What It Looks and Sounds Like to Support Your LGBTQ+ Teen

For many LGBTQ+ teens to say that sharing with family members who they truly are is stressful, is an extreme understatement. Yes, the world has come a long way with regard to acceptance and support. But many young people know that their sexuality could be seen as an act of defiance, rebellion, manipulation, or just plain wrong. Or maybe they simply don’t know, and the fear and anxiety that takes place in that void simply terrifies them or keeps them silent.

In essence, every young person wants the love and acceptance of their parents. It’s the seminal place of belonging and unconditional love. To live with a sense of doubt there can be extremely painful.

Thus, it’s vital to spare your teen all of the fallout resulting from conscious or unconscious rejection or disapproval. It falls to you to get honest with yourself and prepare the foundation of a loving and communicative relationship going forward. One built on respect, openness, and clear support.

What does that look like? Here are several tips to help pave the way:

Listen to Your Teen

The key now is to respond intentionally rather than react emotionally. Tune in and respond to the feelings and experiences of your child, let go of the need to react to their behavior. The best way to do this is to begin letting go of judgment and mindfully pay attention to what your teen is sharing with you or showing you.

Listen and care with your mind and body. Lean in, hear the words, pay attention to meaning and their body language. Reflect what you hear them telling you. Show with clear affection and closeness so that they know your relationship comes first. Regardless of what they share, you are completely invested in hearing them out and respecting their point of view.

Practically, be sure to do the following:

  • Refrain from correcting, interrupting, or interpreting their feelings

  • Stay focused on your teen, minimize any outside distractions

  • Communicate interest and engagement with your body language

  • Breathe, regulate your own emotions to remain a safe confidante

Keep in mind that most likely your teen has been considering what these conversations with you would be like.  Give them every reason to continue coming to you.

Move Forward Respectfully and Appropriately

It’s okay if you are struggling to accept or cope with your teen’s sexual expression. It’s not okay to name call, label, make demands, or dismiss your teen. Simply modeling maturity and calm with your teen, helps keep things in perspective and communication channels open. Giving yourself time and space to process the information they share. Simply engaging them as a young person with the ability to make their own choices. It goes a long way.

Communicate that you support and care about them as a person, regardless of sexual status. Support always begins with the ability to see the person in front of you as worthy of comfort and care. Your teen craves that from you most.

Speak Up With and for Them

While you don’t want to go overboard, make sure that your teen knows that you are in their corner, privately and publicly. Let them know too that, as with every other area of their lives, you will champion their care, safety, and success forever.

Of course, how you and your child engage in that process will be unique to your relationship.  Talk to your teen regularly to get a sense of where they need you to lift them up or help create opportunities. Perhaps they prefer your support with school officials, require guidance for safe teen relationships, or need help navigating bias and bullies in general. Whatever the case, make yourself available to help them and stand as their most trusted ally.

Thank Your Teen for Trusting You

It’s important for your teen to know and understand that you appreciate them. Even if you struggle with their choices.

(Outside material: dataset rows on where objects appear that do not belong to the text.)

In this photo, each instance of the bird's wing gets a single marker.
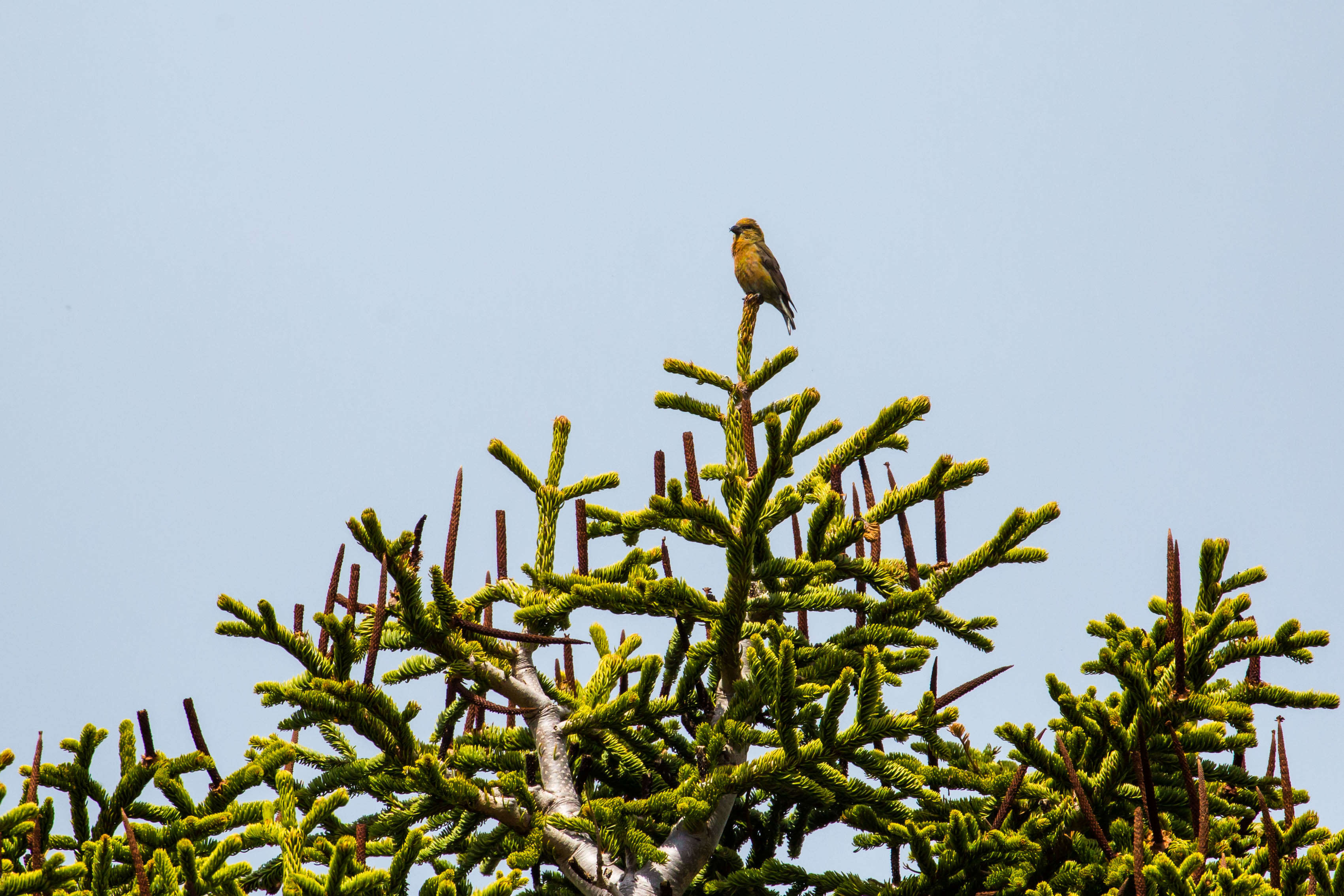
(772, 268)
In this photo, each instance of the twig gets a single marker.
(1006, 804)
(453, 523)
(1176, 619)
(377, 634)
(1283, 769)
(912, 565)
(963, 690)
(1272, 844)
(569, 670)
(147, 737)
(933, 690)
(1140, 882)
(1150, 793)
(581, 531)
(141, 878)
(861, 586)
(36, 852)
(797, 554)
(870, 502)
(197, 738)
(626, 676)
(940, 528)
(1203, 816)
(748, 433)
(352, 604)
(1191, 793)
(448, 733)
(330, 607)
(693, 472)
(1082, 800)
(416, 553)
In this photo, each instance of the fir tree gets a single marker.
(641, 781)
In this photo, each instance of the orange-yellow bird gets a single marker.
(758, 273)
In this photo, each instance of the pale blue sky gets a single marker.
(262, 266)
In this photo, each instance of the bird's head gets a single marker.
(748, 229)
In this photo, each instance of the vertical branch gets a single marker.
(377, 634)
(1288, 782)
(352, 592)
(1272, 844)
(912, 565)
(797, 554)
(330, 607)
(581, 532)
(36, 852)
(748, 433)
(870, 500)
(933, 735)
(861, 586)
(549, 503)
(448, 702)
(569, 670)
(746, 331)
(416, 546)
(136, 860)
(940, 530)
(1176, 616)
(626, 676)
(299, 630)
(1140, 882)
(908, 542)
(861, 619)
(1191, 793)
(1203, 813)
(1146, 781)
(200, 741)
(147, 737)
(1082, 800)
(1006, 804)
(453, 523)
(693, 472)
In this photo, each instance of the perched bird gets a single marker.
(758, 273)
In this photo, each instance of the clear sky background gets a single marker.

Thank them for their courage and willingness to come to you. Applaud their decision to honestly talk about their personal lives and relationships. Communicate that you get how tough or scary that can be. Let them know, too, that your gratitude will keep you reliable, trustworthy, and protective of your relationship.

Seek Out Additional Support

Truthfully, the challenges of the teen years, are already fraught with change and discovery that can tax the sensibility of any family. Consider both individual and family therapy together. Why? Because questions of identity deserve space and time. Professional support as can help you see emotions and communication purposefully and productively.

The goal as a parent is to affirm and encourage. How you respond and support your LGBTQ teen matters. If you are struggling, it’s okay. Don’t be afraid to reach out for the support you need too.